9 "Next I want you to take wheat and barley, beans and lentils, dried millet and spelt, and mix them in a bowl to make a flat bread. This is your food ration for the 390 days you lie on your side. 10 Measure out about half a pound for each day and eat it on schedule. 11 Also measure out your daily ration of about a pint of water and drink it on schedule. 12 Eat the bread as you would a muffin. Bake the muffins out in the open where everyone can see you, using dried human dung for fuel." 13 God said, "This is what the people of Israel are going to do: Among the pagan nations where I will drive them, they will eat foods that are strictly taboo to a holy people." 14 I said, "God, my Master! Never! I've never contaminated myself with food like that. Since my youth I've never eaten anything forbidden by law, nothing found dead or violated by wild animals. I've never taken a single bite of forbidden food." 15 "All right," he said. "I'll let you bake your bread over cow dung instead of human dung." 16 Then he said to me, "Son of man, I'm going to cut off all food from Jerusalem. The people will live on starvation rations, worrying where the next meal's coming from, scrounging for the next drink of water. 17 Famine conditions. People will look at one another, see nothing but skin and bones, and shake their heads. This is what sin does."

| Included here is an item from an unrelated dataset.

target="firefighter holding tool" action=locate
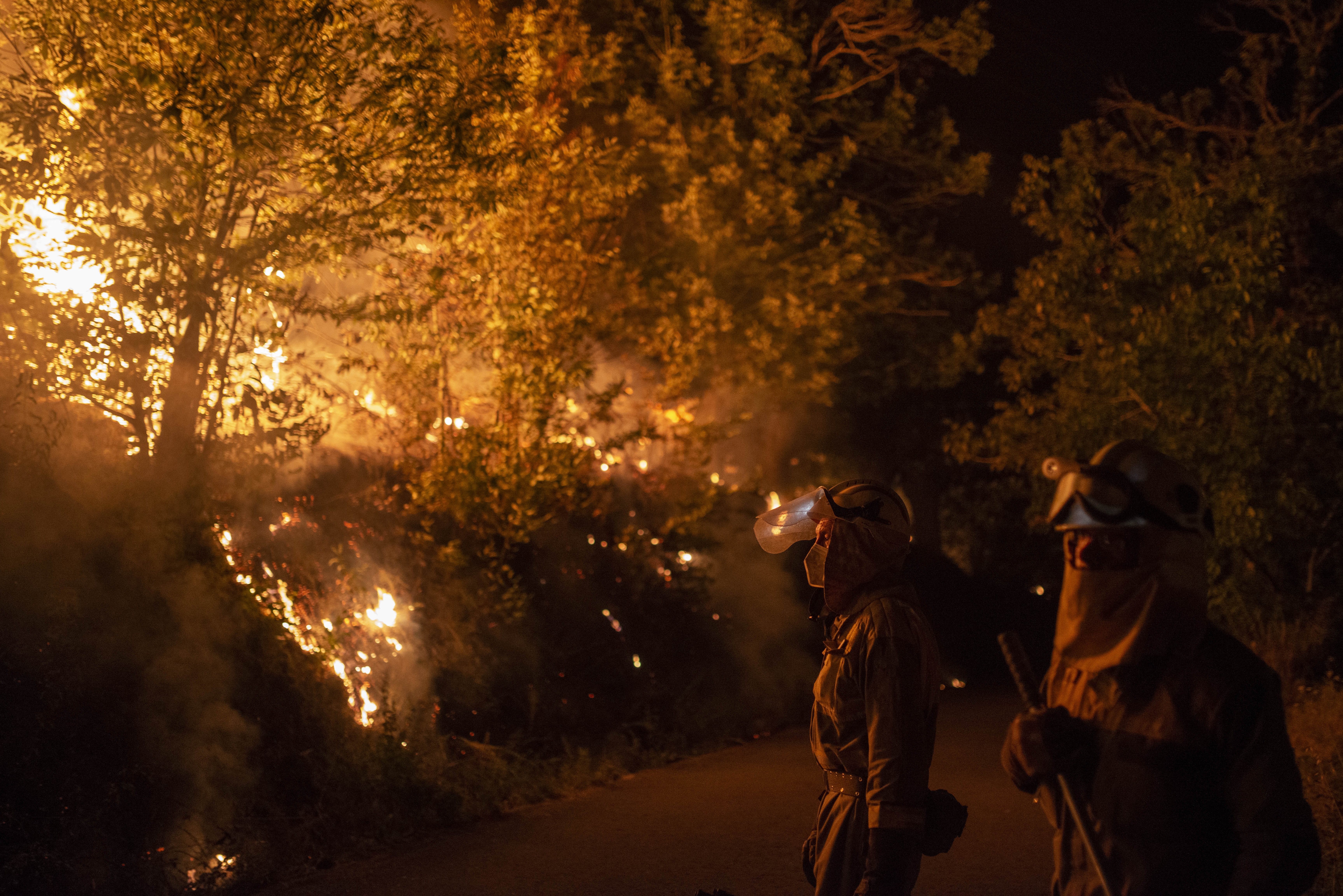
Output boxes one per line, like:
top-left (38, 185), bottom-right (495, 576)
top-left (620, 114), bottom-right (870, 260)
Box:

Matthew Henry's Commentary on Ezekiel 4:9-17

Commentary on Ezekiel 4:9-17

(Read Ezekiel 4:9-17)

The bread which was Ezekiel's support, was to be made of coarse grain and pulse mixed together, seldom used except in times of urgent scarcity, and of this he was only to take a small quantity. Thus was figured the extremity to which the Jews were to be reduced during the siege and captivity. Ezekiel does not plead, Lord, from my youth I have been brought up delicately, and never used to any thing like this; but that he had been brought up conscientiously, and never had eaten any thing forbidden by the law. It will be comfortable when we are brought to suffer hardships, if our hearts can witness that we have always been careful to keep even from the appearance of evil. See what woful work sin makes, and acknowledge the righteousness of God herein. Their plenty having been abused to luxury and excess, they were justly punished by famine. When men serve not God with cheerfulness in the abundance of all things, God will make them serve their enemies in the want of all things.